A lot of our problems arise from our tendency to rush and interpret people, occurrences or even thoughts than understand them. Even before people have finished saying what they want to we have composed our responses in our mind. When a simple coincidence like a cat crossing our path happens, we have interpreted it as a bad omen. If we dream of someone dying in our dream, we interpret it as a sign that something grave is due to happen, often as a premonition of our own death! Our urge to interpret, or our inability to deeply understand Life, often comes in the way of our living fully, completely!

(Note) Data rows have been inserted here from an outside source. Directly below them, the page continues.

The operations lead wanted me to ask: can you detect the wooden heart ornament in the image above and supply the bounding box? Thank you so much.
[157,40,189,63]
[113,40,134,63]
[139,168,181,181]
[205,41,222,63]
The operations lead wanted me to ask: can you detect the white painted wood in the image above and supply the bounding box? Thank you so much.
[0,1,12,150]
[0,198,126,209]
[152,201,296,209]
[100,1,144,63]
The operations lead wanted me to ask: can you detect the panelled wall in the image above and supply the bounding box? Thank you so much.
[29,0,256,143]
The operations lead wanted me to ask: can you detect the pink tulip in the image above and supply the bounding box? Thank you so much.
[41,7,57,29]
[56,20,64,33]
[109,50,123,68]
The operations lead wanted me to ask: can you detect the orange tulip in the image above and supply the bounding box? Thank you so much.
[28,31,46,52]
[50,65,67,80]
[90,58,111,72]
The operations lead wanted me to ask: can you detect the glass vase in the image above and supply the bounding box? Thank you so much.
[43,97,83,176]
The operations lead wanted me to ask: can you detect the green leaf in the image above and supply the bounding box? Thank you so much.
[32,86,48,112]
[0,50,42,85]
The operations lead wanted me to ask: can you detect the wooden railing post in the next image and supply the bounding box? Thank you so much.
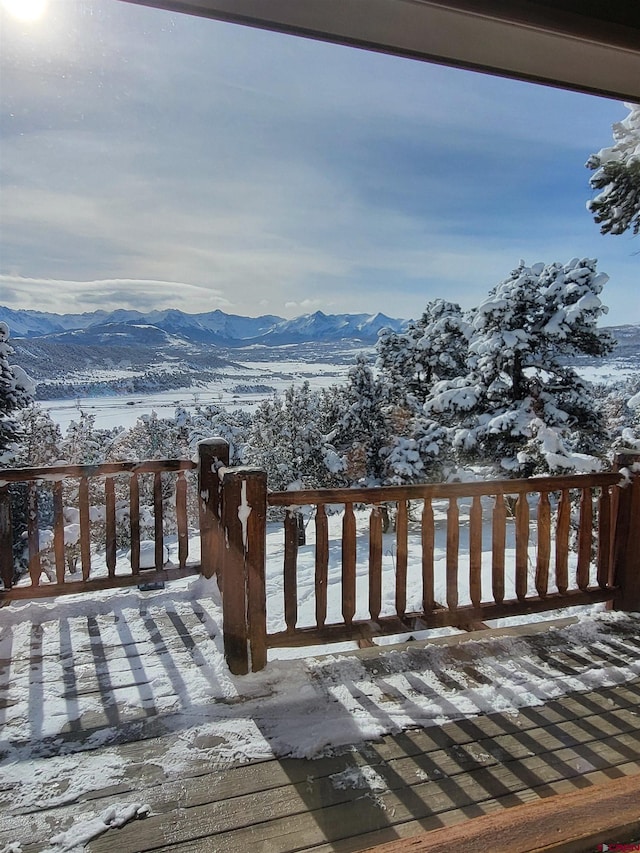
[0,484,13,589]
[612,454,640,612]
[198,437,229,586]
[222,467,267,675]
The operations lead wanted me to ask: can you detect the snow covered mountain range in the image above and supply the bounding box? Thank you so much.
[0,306,406,347]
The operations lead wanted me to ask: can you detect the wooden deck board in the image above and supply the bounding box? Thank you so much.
[0,617,640,853]
[0,684,640,853]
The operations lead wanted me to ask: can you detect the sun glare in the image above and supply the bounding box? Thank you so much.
[0,0,47,22]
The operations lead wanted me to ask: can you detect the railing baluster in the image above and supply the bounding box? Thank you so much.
[78,477,91,581]
[176,471,189,569]
[0,485,13,589]
[27,480,42,586]
[129,472,140,575]
[469,495,482,607]
[53,480,65,583]
[607,486,620,586]
[556,489,571,593]
[316,504,329,628]
[369,505,382,620]
[342,503,356,625]
[422,498,436,613]
[153,471,164,569]
[516,493,529,601]
[396,501,409,618]
[447,498,460,610]
[284,509,298,631]
[597,486,611,589]
[576,487,593,589]
[491,495,507,604]
[536,492,551,598]
[104,477,116,577]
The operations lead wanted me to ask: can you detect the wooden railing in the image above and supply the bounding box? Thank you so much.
[212,450,640,673]
[0,438,640,673]
[0,459,200,599]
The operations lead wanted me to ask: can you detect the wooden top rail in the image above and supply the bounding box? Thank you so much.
[0,459,198,486]
[267,472,623,506]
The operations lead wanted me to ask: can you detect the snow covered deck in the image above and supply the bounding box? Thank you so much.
[0,578,640,853]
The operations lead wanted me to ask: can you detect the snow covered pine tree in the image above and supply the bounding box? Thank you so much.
[586,104,640,234]
[424,258,613,476]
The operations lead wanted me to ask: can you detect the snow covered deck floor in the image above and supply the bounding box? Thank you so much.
[0,585,640,853]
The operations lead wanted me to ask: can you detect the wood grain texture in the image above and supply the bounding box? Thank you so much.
[315,505,329,628]
[446,498,460,610]
[469,495,482,607]
[516,493,529,601]
[369,506,382,619]
[535,492,551,598]
[596,486,613,589]
[396,501,409,619]
[105,477,116,577]
[0,484,13,590]
[556,489,571,592]
[576,488,593,589]
[342,503,356,625]
[491,495,507,604]
[283,509,298,631]
[421,498,435,612]
[53,480,65,583]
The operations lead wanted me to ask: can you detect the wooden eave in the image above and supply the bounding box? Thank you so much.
[121,0,640,102]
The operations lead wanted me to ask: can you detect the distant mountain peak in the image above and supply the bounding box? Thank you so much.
[0,306,406,347]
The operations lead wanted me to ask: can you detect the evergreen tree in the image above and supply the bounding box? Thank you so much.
[425,259,613,475]
[586,104,640,234]
[245,382,343,490]
[377,299,468,405]
[331,355,389,483]
[16,405,62,468]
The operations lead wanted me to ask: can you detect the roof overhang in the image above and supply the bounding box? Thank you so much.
[120,0,640,102]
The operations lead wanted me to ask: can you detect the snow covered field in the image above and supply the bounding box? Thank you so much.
[39,350,638,431]
[0,564,640,853]
[39,360,352,431]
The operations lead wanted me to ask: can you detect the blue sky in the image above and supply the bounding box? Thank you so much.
[0,0,640,323]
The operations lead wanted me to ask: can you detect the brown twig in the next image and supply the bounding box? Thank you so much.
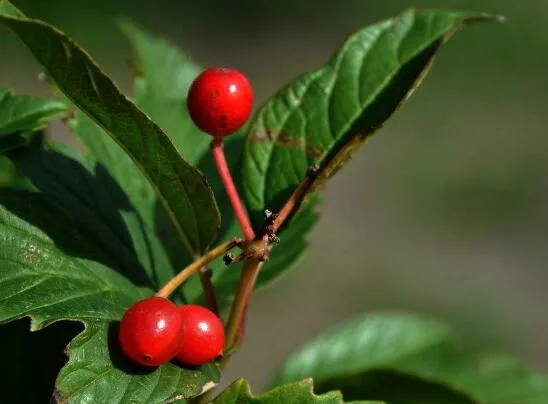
[267,166,318,235]
[156,238,242,297]
[221,257,262,367]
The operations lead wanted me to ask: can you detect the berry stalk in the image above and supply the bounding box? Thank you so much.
[156,238,242,297]
[211,138,255,241]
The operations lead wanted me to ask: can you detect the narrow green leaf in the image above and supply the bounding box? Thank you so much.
[0,189,219,404]
[243,10,504,223]
[0,0,220,251]
[9,145,174,290]
[0,89,67,135]
[276,313,548,404]
[120,21,211,165]
[212,379,374,404]
[55,321,219,404]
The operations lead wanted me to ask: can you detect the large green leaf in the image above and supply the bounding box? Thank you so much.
[212,379,376,404]
[0,0,220,251]
[120,21,206,268]
[120,21,211,164]
[243,10,495,223]
[180,135,319,306]
[276,313,548,404]
[0,189,218,403]
[117,22,318,304]
[0,89,67,135]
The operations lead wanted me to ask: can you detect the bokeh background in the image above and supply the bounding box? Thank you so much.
[0,0,548,391]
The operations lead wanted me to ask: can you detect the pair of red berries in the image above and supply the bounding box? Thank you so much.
[118,67,253,366]
[118,297,225,366]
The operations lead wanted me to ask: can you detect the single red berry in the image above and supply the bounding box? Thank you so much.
[177,304,225,366]
[118,297,183,366]
[187,67,253,137]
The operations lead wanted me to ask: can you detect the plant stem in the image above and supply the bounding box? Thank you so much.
[211,138,255,240]
[225,257,262,357]
[272,170,316,234]
[198,266,219,315]
[156,238,242,297]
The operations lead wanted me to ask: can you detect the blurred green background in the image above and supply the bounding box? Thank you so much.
[0,0,548,391]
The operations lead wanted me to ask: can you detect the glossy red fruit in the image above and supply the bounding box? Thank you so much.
[187,67,253,137]
[177,304,225,366]
[118,297,183,366]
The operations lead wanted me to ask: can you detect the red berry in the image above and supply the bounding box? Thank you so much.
[177,304,225,366]
[118,297,183,366]
[187,67,253,137]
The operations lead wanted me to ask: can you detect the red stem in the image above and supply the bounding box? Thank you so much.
[211,138,255,240]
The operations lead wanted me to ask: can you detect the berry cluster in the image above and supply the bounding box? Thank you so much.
[118,68,255,366]
[118,296,225,366]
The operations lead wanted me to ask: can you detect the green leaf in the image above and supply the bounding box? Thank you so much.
[120,21,211,165]
[0,0,220,251]
[116,22,317,304]
[0,89,67,135]
[212,379,376,404]
[116,21,207,268]
[0,319,83,403]
[276,313,548,404]
[9,145,174,290]
[0,189,218,403]
[243,10,496,223]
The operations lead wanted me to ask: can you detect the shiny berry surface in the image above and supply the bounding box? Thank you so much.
[177,304,225,366]
[187,67,253,137]
[118,297,183,366]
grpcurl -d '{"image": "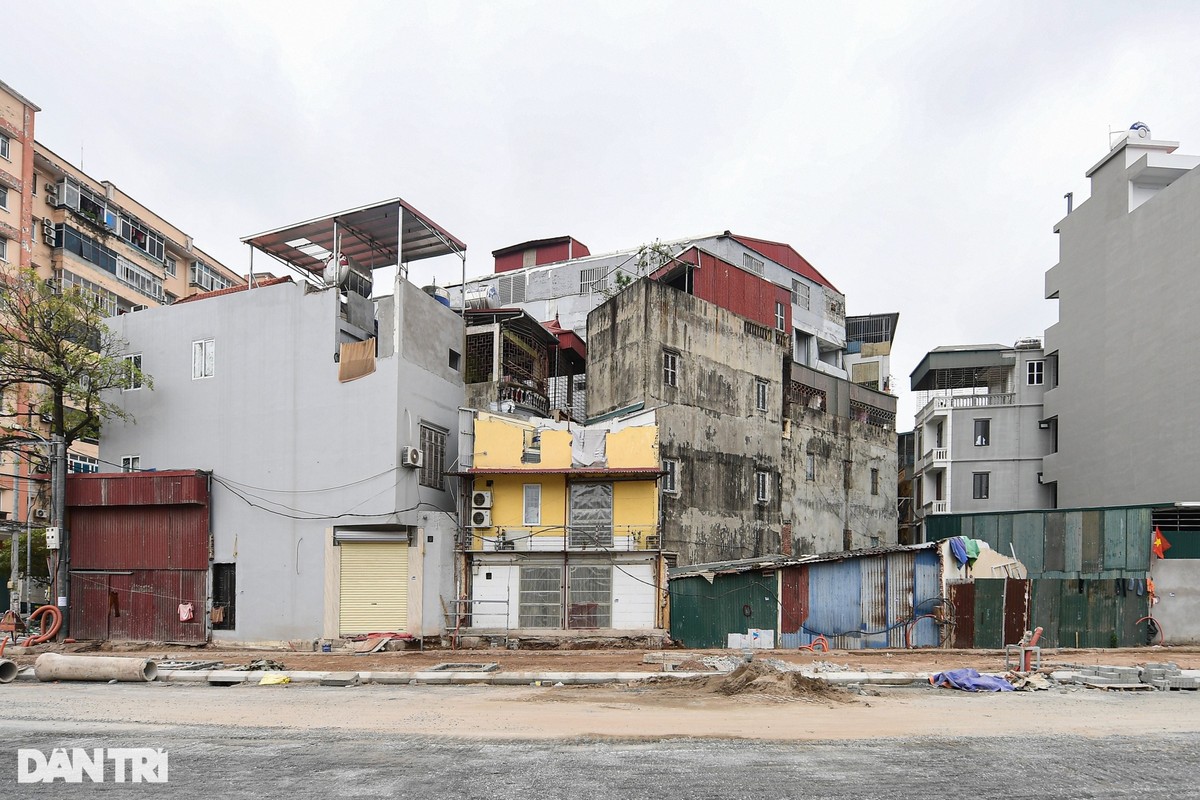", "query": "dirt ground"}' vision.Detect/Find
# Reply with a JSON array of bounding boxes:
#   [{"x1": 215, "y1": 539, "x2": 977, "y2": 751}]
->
[{"x1": 5, "y1": 643, "x2": 1200, "y2": 673}]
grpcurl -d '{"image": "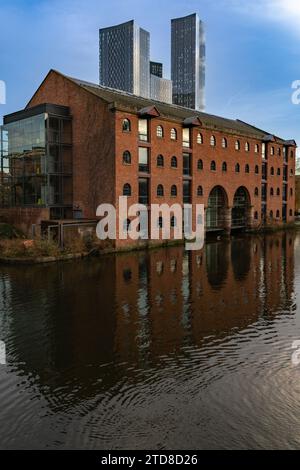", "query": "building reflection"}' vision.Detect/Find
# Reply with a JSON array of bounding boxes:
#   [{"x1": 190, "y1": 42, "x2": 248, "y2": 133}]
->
[{"x1": 0, "y1": 233, "x2": 295, "y2": 399}]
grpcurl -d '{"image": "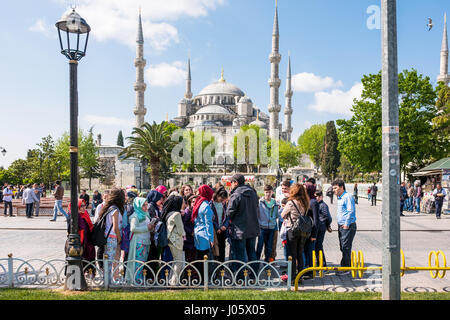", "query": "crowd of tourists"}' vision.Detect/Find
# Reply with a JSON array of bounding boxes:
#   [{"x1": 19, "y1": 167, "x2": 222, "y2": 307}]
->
[{"x1": 49, "y1": 174, "x2": 356, "y2": 285}]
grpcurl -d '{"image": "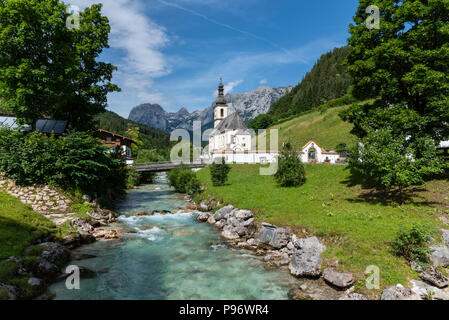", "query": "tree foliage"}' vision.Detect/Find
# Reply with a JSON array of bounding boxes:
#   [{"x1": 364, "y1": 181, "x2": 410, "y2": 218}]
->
[
  {"x1": 167, "y1": 166, "x2": 201, "y2": 195},
  {"x1": 392, "y1": 224, "x2": 431, "y2": 265},
  {"x1": 209, "y1": 158, "x2": 231, "y2": 187},
  {"x1": 342, "y1": 0, "x2": 449, "y2": 187},
  {"x1": 0, "y1": 0, "x2": 120, "y2": 129},
  {"x1": 350, "y1": 129, "x2": 439, "y2": 191},
  {"x1": 0, "y1": 129, "x2": 126, "y2": 197},
  {"x1": 248, "y1": 113, "x2": 275, "y2": 131},
  {"x1": 274, "y1": 143, "x2": 306, "y2": 187}
]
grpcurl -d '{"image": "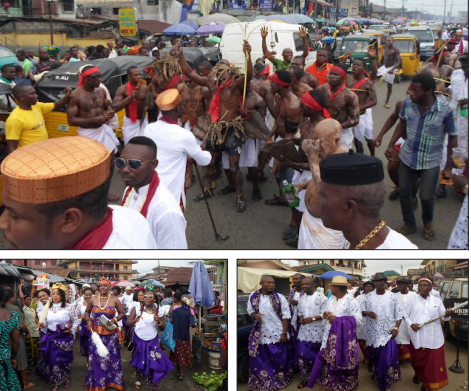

Even if unwittingly, my neighbor taught me the value of understanding, over interpreting, this past week. My neighbor also happens to be administering the affairs of the condominium in which we live. When we moved in here, I noticed that the common waste disposal bins were too small for the amount of trash that was generated by the apartments in our building. It never struck me then that I could suggest to my neighbor that she consider enhancing the capacity of those bins. However, when a journalist friend from a local daily pinged me asking for some thoughts on being responsible citizens in today’s age and time of community living in condominiums, I did speak openly on how ‘insensitive’ condominium planning and planners can be. I requested my friend not to quote me because I loathe any visibility and also because I was new in our condominium. My friend assured me that I would not be quoted. I was traveling for several weeks after this conversation so I missed reading the local papers in that time. Upon my return from my travels, I happened to meet my neighbor. She promptly referred to the report in the local daily, which had appeared when I was away, and said: “Good point. But I wish you had told me about this first before talking about it in the media.” I was shocked. I looked up the newspaper clipping and there I was, evidently quoted. My journalist friend had obviously not kept her word. I apologized to my neighbor profusely and transparently shared with her how this had come about. “I am sorry we are experiencing each other this way. I seek your understanding,” I prevailed upon her. It was a particularly awkward moment. I was meeting my neighbor only a second time since we had moved in. And to be defending a banal situation such as this one was so stupid. Further, in a condominium’s context, where neighbors, particularly if they are also administrators, have huge egos, this unintended media coverage and its possible aftermath were both imminently avoidable. My neighbor and I shook hands and we promised to reach out if we could help each other in any way. Ever since that instance, surprisingly, our neighbor has been always available for any escalations we may have had with regard to issues relating to the common areas or shared services in our building. And yesterday, she even reached out and apologized for an inconvenience that we were put through owing to the elevator not working.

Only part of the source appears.